I pared down my wpa_supplicant.conf file to only a couple (simple) entries in hopes that there was a subtle change in configuration from the upgrade, but no luck there.

I'm hoping maybe OP found a solution? Or, alternatively, someone can recommend a good step-by-step guide for debugging this? I usually stumble my way through upgrade issues, but this one has me stumped.  Thank you in advance.


----------



## mercadal (Jan 20, 2021)

I've done a little digging in the source code:  It appears an ioctl call errors out while attempting to query some device capabilities.  Per `man 4 net80211`:


> IEEE80211_IOC_DEVCAPS
> Return device capabilities    in the data buffer pointed at by
> _i___data_.  The buffer must be large enough to return    the number of
> available channels    but otherwise may be made small    to limit how
> much information is returned.


Then, the error message presented appears to be the string for errno EINVAL. Per `man ioctl` EINVAL indicates "the _request_ or _argp_ argument is not valid."

My theory is that something has changed between 11 and 12, such that the allocated buffer is no longer adequate for the returned data — resulting in an EINVAL errno — but I'm not 100% sure that the argp pointer passed to ioctl isn't wrong in some other way.
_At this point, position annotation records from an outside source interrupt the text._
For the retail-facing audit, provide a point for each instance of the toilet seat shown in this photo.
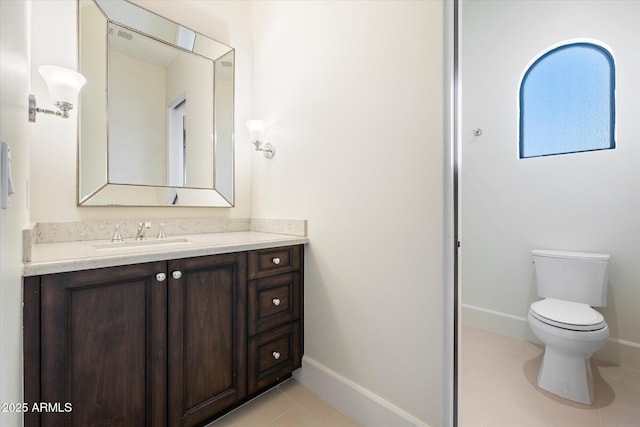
(567, 315)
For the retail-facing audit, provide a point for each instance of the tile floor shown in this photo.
(288, 405)
(498, 388)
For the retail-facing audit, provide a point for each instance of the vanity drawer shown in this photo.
(273, 301)
(273, 356)
(266, 262)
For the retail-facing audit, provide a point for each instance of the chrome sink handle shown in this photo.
(142, 227)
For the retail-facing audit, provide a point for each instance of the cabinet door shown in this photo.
(207, 336)
(103, 347)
I'm not too familiar with kernel-level code, but — as a next step — I'm going to dig into what I can to see if I can figure out if this is likely a buffer size issue. If someone familiar with the ioctl interface for 802.11 devices sees this and has any ideas, though, I'd be happy to hear them.


----------



## john_i_ (Jun 15, 2021)

Hi mercadal, were you able to get your wifi working?  I am having the same issue with my iwm7260.  The driver worked in DragonFly BSD, but not FreeBSD 13.

Thanks,
John


----------



## scottro (Jun 15, 2021)

I have had no trouble with the 7260 for awhile. I don't remember if I did in 11, but in 12, 13, and CURRENT, it's worked well for me.


----------